Dokter sedang memeriksa pasien dengan oksimeter denyut nadi di ujung jari
Para penggiat telah menyerukan “tindakan segera” terhadap bias rasial dalam alat medis seperti oksimeter denyut nadi setelah publikasi laporan U.K. tentang ketimpangan kesehatan.
Teknologi yang bias dapat menyebabkan diagnosa yang terlewatkan dan penundaan pengobatan bagi kelompok minoritas etnis dan perempuan, para ahli memperingatkan dalam penyelidikan yang dipimpin oleh Dame Margaret Whitehead.

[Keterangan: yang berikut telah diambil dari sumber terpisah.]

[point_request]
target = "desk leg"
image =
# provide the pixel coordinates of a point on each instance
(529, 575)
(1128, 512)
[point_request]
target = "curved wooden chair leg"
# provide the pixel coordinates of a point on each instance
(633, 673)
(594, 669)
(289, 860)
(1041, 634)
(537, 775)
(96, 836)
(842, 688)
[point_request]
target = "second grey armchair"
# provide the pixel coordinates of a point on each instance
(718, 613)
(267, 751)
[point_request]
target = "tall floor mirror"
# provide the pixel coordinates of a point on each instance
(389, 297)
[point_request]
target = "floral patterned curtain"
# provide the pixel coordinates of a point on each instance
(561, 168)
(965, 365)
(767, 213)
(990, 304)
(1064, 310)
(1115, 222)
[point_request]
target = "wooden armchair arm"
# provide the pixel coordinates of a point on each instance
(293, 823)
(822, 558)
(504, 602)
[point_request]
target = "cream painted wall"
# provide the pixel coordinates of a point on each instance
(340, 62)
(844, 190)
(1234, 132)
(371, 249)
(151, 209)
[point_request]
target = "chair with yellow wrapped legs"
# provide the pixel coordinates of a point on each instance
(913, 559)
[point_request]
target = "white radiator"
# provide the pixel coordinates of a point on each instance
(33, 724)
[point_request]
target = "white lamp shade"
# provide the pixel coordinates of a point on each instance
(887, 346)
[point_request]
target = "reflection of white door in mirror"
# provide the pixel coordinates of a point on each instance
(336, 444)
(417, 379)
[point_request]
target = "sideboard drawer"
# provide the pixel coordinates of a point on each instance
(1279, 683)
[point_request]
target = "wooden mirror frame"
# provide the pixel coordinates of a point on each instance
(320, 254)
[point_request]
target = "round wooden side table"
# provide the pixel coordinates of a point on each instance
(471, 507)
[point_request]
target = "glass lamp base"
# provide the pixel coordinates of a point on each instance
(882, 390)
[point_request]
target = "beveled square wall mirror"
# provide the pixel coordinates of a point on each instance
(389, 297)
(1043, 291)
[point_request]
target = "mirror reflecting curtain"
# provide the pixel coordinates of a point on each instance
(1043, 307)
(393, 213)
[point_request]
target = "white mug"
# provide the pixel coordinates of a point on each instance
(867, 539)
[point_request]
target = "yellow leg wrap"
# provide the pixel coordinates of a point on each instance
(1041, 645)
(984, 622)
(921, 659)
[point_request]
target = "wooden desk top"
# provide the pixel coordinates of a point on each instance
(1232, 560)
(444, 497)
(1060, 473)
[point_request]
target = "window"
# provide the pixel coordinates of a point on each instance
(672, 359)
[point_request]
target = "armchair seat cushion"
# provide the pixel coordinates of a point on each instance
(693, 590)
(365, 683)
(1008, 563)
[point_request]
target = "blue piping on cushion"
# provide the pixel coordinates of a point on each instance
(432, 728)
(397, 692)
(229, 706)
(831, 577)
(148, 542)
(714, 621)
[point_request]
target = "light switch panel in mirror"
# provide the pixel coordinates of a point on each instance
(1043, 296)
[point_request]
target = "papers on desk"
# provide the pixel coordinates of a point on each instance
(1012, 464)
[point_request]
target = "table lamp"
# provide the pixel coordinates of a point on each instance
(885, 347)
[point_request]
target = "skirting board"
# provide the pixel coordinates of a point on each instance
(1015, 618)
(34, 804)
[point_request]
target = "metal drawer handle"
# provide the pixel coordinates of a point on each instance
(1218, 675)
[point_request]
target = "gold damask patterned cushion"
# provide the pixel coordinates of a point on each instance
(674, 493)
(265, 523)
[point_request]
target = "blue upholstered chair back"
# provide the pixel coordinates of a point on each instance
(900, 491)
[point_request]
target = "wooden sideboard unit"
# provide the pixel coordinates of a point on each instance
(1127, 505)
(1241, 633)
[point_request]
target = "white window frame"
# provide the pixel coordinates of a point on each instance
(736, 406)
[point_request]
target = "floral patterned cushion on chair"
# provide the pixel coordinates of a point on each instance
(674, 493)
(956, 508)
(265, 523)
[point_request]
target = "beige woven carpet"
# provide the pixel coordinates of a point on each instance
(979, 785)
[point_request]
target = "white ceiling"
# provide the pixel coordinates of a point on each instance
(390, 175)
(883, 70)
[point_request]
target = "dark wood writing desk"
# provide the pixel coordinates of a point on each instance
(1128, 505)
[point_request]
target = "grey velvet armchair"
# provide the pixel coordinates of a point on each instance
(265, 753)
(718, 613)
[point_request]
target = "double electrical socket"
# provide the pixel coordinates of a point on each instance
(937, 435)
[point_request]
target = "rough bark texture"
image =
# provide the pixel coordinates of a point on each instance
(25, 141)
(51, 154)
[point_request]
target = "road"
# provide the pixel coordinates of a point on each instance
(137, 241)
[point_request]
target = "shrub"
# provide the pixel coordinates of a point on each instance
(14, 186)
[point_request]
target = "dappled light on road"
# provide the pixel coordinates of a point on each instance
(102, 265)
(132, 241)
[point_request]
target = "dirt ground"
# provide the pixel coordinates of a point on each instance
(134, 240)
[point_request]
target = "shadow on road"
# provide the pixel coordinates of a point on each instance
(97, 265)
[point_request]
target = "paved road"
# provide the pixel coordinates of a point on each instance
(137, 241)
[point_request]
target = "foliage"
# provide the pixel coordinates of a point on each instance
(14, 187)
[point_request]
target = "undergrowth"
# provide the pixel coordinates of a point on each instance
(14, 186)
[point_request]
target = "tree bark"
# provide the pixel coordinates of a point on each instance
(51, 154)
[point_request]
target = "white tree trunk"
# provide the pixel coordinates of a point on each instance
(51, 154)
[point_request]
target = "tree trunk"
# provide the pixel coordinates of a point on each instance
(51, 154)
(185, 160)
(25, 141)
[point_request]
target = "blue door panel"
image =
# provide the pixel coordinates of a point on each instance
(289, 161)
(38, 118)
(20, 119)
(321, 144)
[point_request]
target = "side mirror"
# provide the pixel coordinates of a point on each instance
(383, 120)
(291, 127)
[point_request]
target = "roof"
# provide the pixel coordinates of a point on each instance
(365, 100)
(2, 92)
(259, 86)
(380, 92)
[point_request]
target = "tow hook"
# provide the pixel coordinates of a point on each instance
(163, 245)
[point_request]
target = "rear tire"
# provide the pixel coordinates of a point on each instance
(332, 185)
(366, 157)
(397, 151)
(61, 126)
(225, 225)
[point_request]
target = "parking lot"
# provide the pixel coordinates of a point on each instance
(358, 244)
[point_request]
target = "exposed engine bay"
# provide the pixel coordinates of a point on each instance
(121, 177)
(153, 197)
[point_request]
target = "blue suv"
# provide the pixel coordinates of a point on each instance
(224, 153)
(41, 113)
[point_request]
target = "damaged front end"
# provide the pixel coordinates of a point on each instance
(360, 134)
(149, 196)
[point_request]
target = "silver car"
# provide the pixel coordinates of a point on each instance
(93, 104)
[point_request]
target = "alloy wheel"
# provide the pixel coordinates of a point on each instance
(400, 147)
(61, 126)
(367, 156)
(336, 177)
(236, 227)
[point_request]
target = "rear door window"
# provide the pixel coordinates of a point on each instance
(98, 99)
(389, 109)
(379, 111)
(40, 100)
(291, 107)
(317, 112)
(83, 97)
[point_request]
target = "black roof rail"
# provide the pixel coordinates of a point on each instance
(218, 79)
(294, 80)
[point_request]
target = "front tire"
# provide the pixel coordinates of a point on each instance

Pemerintah Inggris melakukan tinjauan independen terhadap bias dan teknologi setelah para ahli menimbulkan kekhawatiran bahwa alat yang digunakan untuk mengukur kadar oksigen mungkin tidak berfungsi dengan baik pada orang-orang dengan warna kulit lebih gelap.
Kelompok minoritas etnis di Inggris sangat terpukul oleh Covid-19, dan organisasi seperti NHS Race and Health Observatory pada saat itu bertanya apakah perangkat mungkin menjadi faktor.
Alat-alat tersebut – yang disebut oksimeter denyut nadi – bekerja dengan mengirimkan cahaya melalui jari seseorang. Mereka memperkirakan berapa banyak oksigen yang ada dalam darah orang tersebut berdasarkan seberapa banyak cahaya yang melewati.
Tinjauan hari Senin menemukan “bukti yang luas dari kinerja yang buruk” dari perangkat tersebut pada orang-orang dengan warna kulit lebih gelap. Mereka cenderung menyalahartikan tingkat oksigen, yang bisa menyebabkan penundaan pengobatan.
Untuk memperburuk situasi, oksimeter denyut nadi dan perangkat optik lainnya sering diuji pada orang-orang dengan warna kulit lebih terang, yang hasilnya kemudian “dianggap sebagai standar.”
Panduan penggunaan harus segera diperbarui untuk mengurangi bias rasial dalam praktek klinis saat ini, tambah mereka.
AI memiliki potensi besar dalam bidang kesehatan dan sudah digunakan untuk beberapa aplikasi klinis.
Namun, sudah diakui bahwa alat AI dapat menghasilkan hasil yang bias berdasarkan data yang mereka terima.
Dalam bidang kedokteran, hal ini bisa berarti diagnosa yang kurang dalam kanker kulit pada orang dengan kulit lebih gelap, jika model AI dilatih pada pasien berkulit lebih cerah. Atau hal ini mungkin berarti gagal mengenali penyakit jantung dalam sinar-X perempuan, jika model dilatih pada gambar pria
Dengan data yang relatif sedikit yang tersedia untuk mengukur dampak potensial bias tersebut, para penulis meminta pembentukan tim khusus untuk mengevaluasi bagaimana model bahasa besar (seperti ChatGPT) bisa memengaruhi kesetaraan kesehatan.
Turut solidaritasnya, keprihatinan Butt mirip dengan keprihatinan ketua NHS Race and Health Observatory Profesor Habib Naqvi.
“Sangat jelas bahwa kurangnya representasi yang beragam dalam penelitian kesehatan, ketidakhadiran pertimbangan kesetaraan yang kuat, dan kelangkaan pendekatan koperasi, telah menyebabkan bias rasial dalam alat medis, penilaian klinis, dan intervensi kesehatan lainnya,” kata Naqvi dalam sebuah pernyataan.
Ia menambahkan bahwa sektor penelitian perlu menangani kurangnya representasi pasien minoritas etnis dalam penelitian. “Kita perlu peningkatan kualitas pencatatan data etnis di sistem kesehatan masyarakat dan berbagai rentang warna kulit yang beragam harus digunakan dalam bank data citra medis dan dalam uji klinis,” katanya.
Alat medis harus “memperhitungkan kesetaraan dari konsep hingga pembuatan, pengiriman, dan pengambilan,” tambahnya.